Tsubuchi also cited China’s plan to generate 15 per cent of its electricity from natural gas by 2030 as a “game changer” for global natural gas markets that would create an undersupply of LNG two to three years earlier than expected.

“And if so, we believe BC LNG will be back and there is a higher probability than ever before for a Shell FID on its B.C. LNG project in 2018,” he said.

Similarly, analysts at Bernstein Research note that LNG demand has grown 12 per cent year-over-year and further growth would lead to projects being sanctioned in Canada.

“Everything depends on what buyers want and projects in Mozambique and Canada cannot be ruled out given interests from buyers in further supply diversification,” the analysts wrote in a report, noting that Canadian projects could compete directly against those in the U.S.

LNG Canada spokesperson Susannah Pierce said LNG demand is currently growing at a rate of 5 per cent per year and there will be an opportunity for LNG shipments from Canada to find markets after 2022.

“So when we think about the LNG Canada, we are anticipating that we need to have this project sanctioned in such a time that we can meet that new wave of demand,” she said, adding the project would likely take 4 to 5 years to complete.

Pierce confirmed the company is currently decommissioning and dismantling the old Methanex Corp. facility in Kitimat, where LNG Canada’s project is located, and the project will be ready for construction as soon the owners make a decision.

Shell and its Asian partners – PetroChina, Korea Gas Corp. and Mitsubishi Corp. – are expected to make a decision next year to build their LNG terminal in Kitimat, which would include two liquefaction trains to chill natural gas to its liquid state for export.

Recent LNG project cancellations are not an indication that other projects in Canada are not competitive and will not be built, Western Canada Gas Monetization Group senior vice-president Bill Gwozd said. “The idea that LNG on West Coast won’t go forward is just not true,” he said.

While projects have been cancelled in the short-term, in the medium- to long-term, worldwide demand for LNG will rise even as other gas exporting nations such as Indonesia exhaust their supplies of natural gas, he said.

“It’s coming.

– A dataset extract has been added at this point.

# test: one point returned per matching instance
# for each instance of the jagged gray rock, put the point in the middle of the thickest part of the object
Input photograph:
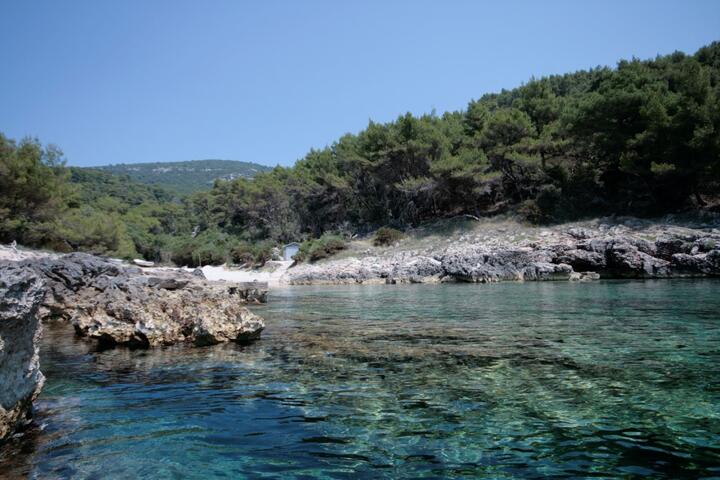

It is not dead. It is short sighted that politicians in B.C. that are not still advocating. It’s coming. They need to be on the bandwagon,” Gwozd said.

B.C. Minister of Energy, Mines and Petroleum Resources Michelle Mungall said the province offered many advantages for LNG exporters, including shorter shipping distances to Asia, and that many First Nations have told her that they support the industry’s development.